SEALed With A Kiss(26)
She didn’t have to open her heavy eyes to know that Vinny was sitting in the chair next to her bed, his brooding gaze on her face. She could sense him there, staring at her, willing for her to wake up so they could talk. Except, she didn’t want to talk because then she’d have to accept her guilt and deal with it.
Talk to him, you coward, her conscience commanded.
It wasn’t fair to Vinny to leave him just sitting there, awash with confusion. She owed him an explanation. She owed him way more than that, but it was too late now.
Dreading the conversation to come, she drew a bracing breath, forced her eyelids to open, and turned her head to meet his bloodshot gaze.
God, if he looked that bad with deep brackets around his mouth and dark circles under his eyes, then she had to look a total wreck. “Hey,” she greeted him, in a voice scratchy with disuse.
His gaze seemed to tunnel through her eyes into her mind. “Hey, yourself. How’re you feelin’?”
“Sore,” she admitted, swallowing against a dry throat. “Could I have a drink of water?”
He handed her the large plastic cup off the wheeled tray, and she whispered her thanks, nursing the chilled water from the straw while she formulated what to say to him. She thought she recalled apologizing at the cemetery when they’d been reunited, but one apology scarcely atoned for the enormity of her sins. She didn’t know where to start.
“How long did you know?” Vinny demanded, diving right in. A muscle jumped in his jaw as he awaited her answer.
The reminder that the precious little life she’d been guarding was gone drove a shaft of pain straight through her heart. She lowered the cup to her lap and stared down at it, devastated. She had tried turning over a new leaf. She had wanted to put the baby first, and now it was too late. “Almost two months,” she admitted, too ashamed to even look at him.
Stunned silence followed her reply. “Two months,” he finally repeated, in a voice that resonated with betrayal.
“I was going to tell you,” she rushed to assure him, “but I was afraid you’d force me to quit my job and I wasn’t ready…” She cut herself off, dismayed by how petty she sounded.
“You weren’t ready.” Out of the corner of her eye, she could see his hands gripping the edge of the chair he sat in, as he fought to rein in his incredulity. “Is that all you ever think of—yourself?

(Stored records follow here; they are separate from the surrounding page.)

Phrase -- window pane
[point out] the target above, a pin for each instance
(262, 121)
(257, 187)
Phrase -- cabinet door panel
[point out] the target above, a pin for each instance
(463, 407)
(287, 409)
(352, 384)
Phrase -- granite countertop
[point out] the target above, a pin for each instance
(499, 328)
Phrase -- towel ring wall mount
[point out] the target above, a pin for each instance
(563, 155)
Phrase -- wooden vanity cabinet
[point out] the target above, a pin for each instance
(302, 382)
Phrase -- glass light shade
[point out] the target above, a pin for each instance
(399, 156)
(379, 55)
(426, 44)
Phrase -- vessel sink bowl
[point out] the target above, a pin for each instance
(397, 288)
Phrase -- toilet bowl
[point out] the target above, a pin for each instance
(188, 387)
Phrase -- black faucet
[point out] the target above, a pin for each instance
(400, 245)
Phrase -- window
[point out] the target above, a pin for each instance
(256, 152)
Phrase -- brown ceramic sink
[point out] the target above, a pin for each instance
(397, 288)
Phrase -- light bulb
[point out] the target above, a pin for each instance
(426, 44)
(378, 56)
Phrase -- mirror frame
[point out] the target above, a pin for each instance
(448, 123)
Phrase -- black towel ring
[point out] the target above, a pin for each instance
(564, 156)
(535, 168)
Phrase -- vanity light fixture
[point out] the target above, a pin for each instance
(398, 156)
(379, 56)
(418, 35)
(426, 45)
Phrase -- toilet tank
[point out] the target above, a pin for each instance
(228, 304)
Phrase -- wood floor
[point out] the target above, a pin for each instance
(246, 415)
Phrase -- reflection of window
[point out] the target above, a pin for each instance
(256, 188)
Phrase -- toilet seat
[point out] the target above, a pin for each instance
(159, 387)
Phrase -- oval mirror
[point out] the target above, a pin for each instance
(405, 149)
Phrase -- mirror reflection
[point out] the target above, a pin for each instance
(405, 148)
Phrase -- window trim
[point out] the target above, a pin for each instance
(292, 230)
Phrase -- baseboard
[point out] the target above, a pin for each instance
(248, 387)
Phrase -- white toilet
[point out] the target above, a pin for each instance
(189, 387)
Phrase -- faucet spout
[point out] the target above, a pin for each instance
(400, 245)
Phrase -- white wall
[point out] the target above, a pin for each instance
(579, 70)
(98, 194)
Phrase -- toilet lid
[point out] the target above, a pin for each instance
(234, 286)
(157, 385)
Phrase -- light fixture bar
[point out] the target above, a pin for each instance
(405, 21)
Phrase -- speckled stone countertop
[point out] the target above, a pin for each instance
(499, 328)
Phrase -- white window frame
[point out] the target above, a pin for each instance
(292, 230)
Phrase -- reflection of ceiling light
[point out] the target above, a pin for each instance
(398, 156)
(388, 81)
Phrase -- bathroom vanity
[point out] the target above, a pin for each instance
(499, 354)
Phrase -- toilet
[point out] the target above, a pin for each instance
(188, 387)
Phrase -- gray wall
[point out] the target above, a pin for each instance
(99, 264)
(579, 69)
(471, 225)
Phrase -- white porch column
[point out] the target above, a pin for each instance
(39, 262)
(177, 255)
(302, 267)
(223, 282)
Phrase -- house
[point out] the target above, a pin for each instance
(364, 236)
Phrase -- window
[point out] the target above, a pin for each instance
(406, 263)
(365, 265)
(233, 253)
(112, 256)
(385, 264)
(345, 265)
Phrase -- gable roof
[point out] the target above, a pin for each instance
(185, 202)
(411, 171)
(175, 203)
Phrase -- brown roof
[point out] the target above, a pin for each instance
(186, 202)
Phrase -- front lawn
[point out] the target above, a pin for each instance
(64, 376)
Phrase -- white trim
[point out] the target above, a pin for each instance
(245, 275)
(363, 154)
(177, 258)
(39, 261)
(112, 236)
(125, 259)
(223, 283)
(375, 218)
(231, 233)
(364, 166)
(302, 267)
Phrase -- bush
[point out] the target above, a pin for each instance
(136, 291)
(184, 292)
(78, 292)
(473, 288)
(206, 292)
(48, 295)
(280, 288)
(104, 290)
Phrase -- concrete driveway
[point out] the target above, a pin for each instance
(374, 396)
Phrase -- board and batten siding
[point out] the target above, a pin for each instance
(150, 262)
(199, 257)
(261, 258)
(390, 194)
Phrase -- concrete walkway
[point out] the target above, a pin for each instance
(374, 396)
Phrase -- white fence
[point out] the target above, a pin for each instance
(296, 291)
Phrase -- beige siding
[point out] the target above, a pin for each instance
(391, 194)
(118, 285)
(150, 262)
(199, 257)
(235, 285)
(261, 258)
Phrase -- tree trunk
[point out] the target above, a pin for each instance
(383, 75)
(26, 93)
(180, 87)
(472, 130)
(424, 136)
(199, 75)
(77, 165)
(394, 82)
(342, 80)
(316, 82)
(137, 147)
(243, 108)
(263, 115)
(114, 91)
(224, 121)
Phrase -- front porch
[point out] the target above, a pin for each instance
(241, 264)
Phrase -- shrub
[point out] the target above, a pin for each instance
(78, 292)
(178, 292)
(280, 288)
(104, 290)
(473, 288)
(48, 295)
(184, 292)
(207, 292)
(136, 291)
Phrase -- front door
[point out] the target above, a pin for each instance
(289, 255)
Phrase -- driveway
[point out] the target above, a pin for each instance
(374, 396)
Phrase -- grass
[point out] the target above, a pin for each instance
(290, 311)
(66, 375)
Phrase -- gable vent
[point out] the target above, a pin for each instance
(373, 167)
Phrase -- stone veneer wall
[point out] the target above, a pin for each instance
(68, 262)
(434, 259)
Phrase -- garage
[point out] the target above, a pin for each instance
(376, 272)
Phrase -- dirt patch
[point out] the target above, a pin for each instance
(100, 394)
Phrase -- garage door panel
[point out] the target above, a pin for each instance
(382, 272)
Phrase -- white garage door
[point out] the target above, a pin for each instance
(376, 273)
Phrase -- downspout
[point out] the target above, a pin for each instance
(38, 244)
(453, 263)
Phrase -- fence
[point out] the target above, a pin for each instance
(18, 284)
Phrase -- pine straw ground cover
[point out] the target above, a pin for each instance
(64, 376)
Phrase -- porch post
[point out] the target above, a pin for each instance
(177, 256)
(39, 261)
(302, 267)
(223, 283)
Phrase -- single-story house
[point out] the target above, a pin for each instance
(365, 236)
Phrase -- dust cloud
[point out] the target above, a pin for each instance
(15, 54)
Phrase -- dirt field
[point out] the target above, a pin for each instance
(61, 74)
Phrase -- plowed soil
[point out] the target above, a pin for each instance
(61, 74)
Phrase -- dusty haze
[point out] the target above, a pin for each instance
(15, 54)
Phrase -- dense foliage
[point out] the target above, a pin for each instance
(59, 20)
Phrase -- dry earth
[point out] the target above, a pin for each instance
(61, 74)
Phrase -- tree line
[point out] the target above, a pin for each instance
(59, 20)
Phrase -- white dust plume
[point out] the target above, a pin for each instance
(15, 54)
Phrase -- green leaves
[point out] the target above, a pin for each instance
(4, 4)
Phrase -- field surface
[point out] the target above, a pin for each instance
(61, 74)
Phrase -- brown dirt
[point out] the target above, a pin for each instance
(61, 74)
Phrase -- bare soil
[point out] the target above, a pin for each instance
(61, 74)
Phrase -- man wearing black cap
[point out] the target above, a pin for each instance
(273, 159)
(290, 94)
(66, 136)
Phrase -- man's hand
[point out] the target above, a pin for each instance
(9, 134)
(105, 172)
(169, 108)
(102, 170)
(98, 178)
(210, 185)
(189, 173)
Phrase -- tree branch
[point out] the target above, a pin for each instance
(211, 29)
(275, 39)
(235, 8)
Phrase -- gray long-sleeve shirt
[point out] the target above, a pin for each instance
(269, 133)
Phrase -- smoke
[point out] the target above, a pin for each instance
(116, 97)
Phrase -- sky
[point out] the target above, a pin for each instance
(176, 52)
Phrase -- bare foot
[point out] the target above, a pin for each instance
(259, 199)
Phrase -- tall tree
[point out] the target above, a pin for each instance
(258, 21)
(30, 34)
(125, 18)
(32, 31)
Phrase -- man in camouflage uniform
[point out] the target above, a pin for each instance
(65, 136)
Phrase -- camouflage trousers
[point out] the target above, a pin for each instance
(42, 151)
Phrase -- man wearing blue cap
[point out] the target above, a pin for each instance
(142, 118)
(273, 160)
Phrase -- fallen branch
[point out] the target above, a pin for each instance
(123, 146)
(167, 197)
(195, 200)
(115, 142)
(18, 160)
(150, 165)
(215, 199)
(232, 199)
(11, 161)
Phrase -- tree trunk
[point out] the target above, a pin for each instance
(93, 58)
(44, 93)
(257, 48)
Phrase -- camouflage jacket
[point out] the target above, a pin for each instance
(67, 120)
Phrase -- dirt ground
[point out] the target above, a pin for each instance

What about the baby?” he demanded with controlled rage. “What about me? I haven’t slept or eaten or breathed in thirty-six hours because you didn’t tell me what you were up to. If I had known you were interviewing Rawlings, I would have recognized his name and realized what you were up against, and I would have protected you. None of this would have happened!”
“I’m sorry,” she whispered. Remorse twisted through her, wringing tears from her heart. “I was going to tell you.”
“Really?” he scoffed, his volume climbing. “After all the secrets you’ve kept from me, how do I know you had any intention of telling me at all?”
She gasped at the hurtful words, wrenching her gaze up in a desperate bid to convince him. “I was,” she insisted. “On Christmas day, I was going to put the pregnancy strip in your… stocking.” Her voice broke at the realization that that would never happen now. The poor little life inside of her had never stood a chance. She’d endangered it by continuing with her risky plan, knowing all the while how villainous a man Rawlings truly was. “Is he—did he get arrested yet for what he did to me?” she asked in a desperate bid to shift some of the blame off her own narrow shoulders.
“Not yet.” Vinny sprang to his feet and stalked to the window, his agitation a clear sign that Rawlings’ continued freedom chafed at him. “The cops and the district attorney want to make sure he won’t find some kind of loophole to get around the charges.”
An aching silence fell between them. Vinny kept his back to her. She watched his shoulders rise and fall as he fought to bring his emotions under control.
“I swear, Vinny,” Ophelia said, in a last-ditch effort to elicit his understanding, “if I’d known what Rawlings would do to me, I would never have taken chances with our baby.”
He turned his head at her assertion. But the look in his eyes wasn’t even one that she recognized. He looked at her as if he’d never seen before—or like he was seeing for the first time who she really was. The look encased her heart in ice.
He had finally realized what she’d known all along—that she did not deserve him. That she wasn’t the woman he thought she was.